Recent advances in neural networks interpretability suggest that superposition, the ability of a network to represent many more features than it has neurons, is a key mechanism underlying how neural networks compute. This work explores the theoretical foundations of computing in superposition, focusing on explicit, provably correct algorithms and their efficiency.
We introduce a lower bound technique that provides the first general lower bounds for neural network size. Using this technique, we show that for a broad class of problems, including permutations and pairwise logical operations, a neural network requires at least Omega(sqrt{m' log m'}) neurons and Omega(m' log m') parameters, where m' is the number of output features being computed. This establishes a limit to how much superposition a neural network can exhibit. Conversely, we prove a nearly matching upper bound: fundamental logical operations, such as computing a set of m’ pairwise AND operations in parallel, can be computed using O(sqrt{m'} log m') neurons and O(m' log^2 m') parameters.

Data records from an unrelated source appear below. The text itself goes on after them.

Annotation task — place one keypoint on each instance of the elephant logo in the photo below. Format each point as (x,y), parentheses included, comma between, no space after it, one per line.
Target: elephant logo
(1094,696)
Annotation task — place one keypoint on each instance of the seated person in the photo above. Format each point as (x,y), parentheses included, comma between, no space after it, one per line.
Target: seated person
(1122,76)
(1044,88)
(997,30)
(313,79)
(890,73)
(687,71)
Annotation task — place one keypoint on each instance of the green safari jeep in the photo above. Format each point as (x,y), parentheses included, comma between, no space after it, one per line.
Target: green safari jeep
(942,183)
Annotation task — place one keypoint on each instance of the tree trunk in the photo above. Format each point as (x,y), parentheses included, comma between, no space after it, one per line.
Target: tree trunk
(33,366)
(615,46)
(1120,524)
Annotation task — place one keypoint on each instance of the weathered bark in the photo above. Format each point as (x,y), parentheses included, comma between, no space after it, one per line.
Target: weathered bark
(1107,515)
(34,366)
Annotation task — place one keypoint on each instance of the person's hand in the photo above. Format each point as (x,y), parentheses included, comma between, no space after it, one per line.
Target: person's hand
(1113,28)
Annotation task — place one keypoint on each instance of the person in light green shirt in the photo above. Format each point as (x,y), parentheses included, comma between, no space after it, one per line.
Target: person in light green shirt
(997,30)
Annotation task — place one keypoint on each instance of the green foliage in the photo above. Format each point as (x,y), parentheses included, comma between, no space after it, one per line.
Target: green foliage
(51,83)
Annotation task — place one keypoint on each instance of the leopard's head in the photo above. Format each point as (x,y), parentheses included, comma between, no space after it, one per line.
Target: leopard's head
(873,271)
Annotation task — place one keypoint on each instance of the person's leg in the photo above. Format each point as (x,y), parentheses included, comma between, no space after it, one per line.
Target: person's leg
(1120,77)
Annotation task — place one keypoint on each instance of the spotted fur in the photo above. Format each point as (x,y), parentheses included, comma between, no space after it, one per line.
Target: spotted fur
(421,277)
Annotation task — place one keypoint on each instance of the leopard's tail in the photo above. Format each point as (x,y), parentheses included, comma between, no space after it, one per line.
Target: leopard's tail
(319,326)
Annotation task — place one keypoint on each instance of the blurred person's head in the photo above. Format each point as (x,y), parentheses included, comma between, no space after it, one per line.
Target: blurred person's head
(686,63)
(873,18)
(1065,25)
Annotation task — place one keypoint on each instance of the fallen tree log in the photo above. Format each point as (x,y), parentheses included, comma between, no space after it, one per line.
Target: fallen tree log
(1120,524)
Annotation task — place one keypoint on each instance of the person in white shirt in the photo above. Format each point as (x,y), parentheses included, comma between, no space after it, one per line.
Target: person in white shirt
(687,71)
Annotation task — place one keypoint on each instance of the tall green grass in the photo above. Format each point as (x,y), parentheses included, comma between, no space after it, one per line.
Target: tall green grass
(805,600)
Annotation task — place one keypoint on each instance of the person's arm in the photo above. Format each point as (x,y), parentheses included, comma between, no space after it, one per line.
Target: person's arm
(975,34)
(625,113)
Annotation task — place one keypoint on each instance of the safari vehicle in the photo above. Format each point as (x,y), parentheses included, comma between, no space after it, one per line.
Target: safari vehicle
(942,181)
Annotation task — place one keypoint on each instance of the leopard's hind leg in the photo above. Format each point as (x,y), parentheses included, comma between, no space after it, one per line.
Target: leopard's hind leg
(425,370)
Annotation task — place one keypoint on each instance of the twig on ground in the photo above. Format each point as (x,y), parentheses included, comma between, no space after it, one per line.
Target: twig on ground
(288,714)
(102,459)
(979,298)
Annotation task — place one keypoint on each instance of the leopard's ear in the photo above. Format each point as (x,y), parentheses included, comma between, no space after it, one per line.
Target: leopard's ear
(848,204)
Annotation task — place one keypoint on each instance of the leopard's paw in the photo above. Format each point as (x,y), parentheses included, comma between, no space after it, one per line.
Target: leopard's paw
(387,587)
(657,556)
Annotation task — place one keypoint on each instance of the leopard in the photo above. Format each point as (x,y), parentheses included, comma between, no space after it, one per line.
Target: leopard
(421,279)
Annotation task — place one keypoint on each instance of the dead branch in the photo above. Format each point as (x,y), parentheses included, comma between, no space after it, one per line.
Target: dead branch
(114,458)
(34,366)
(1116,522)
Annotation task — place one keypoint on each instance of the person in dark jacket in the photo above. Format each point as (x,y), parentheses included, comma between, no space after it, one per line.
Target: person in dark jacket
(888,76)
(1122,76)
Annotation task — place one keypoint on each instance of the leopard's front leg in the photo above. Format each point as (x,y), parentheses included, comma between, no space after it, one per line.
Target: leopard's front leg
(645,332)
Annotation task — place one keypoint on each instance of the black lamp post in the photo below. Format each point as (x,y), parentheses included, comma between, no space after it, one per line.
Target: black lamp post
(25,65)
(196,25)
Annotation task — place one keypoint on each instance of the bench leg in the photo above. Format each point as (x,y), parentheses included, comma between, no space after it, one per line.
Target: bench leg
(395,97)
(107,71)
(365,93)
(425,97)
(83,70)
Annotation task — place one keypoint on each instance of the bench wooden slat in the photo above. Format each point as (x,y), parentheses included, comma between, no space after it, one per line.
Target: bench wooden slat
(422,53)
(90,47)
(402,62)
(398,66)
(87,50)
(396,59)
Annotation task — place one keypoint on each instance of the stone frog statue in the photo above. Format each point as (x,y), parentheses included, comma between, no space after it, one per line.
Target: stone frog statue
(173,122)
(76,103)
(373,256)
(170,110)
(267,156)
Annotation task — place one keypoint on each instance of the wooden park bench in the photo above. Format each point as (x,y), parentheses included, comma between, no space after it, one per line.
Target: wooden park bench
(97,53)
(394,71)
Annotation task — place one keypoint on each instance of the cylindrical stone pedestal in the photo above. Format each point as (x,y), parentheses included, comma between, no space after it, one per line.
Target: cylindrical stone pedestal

These results have several implications. They demonstrate an exponential gap between computing in superposition (the focus of this work) and merely representing the features in superposition, which requires only O(log m') neurons by the Johnson-Lindenstrauss Lemma. Moreover, our lower bound implies that any of the methods used in practice to compress neural networks must produce a model with at least Omega(m' log m') parameters, regardless of the initial dense network size. We hope that our results open a path for applying complexity-theoretic techniques to future research on neural network interpretability.
Joint work with Nir Shavit.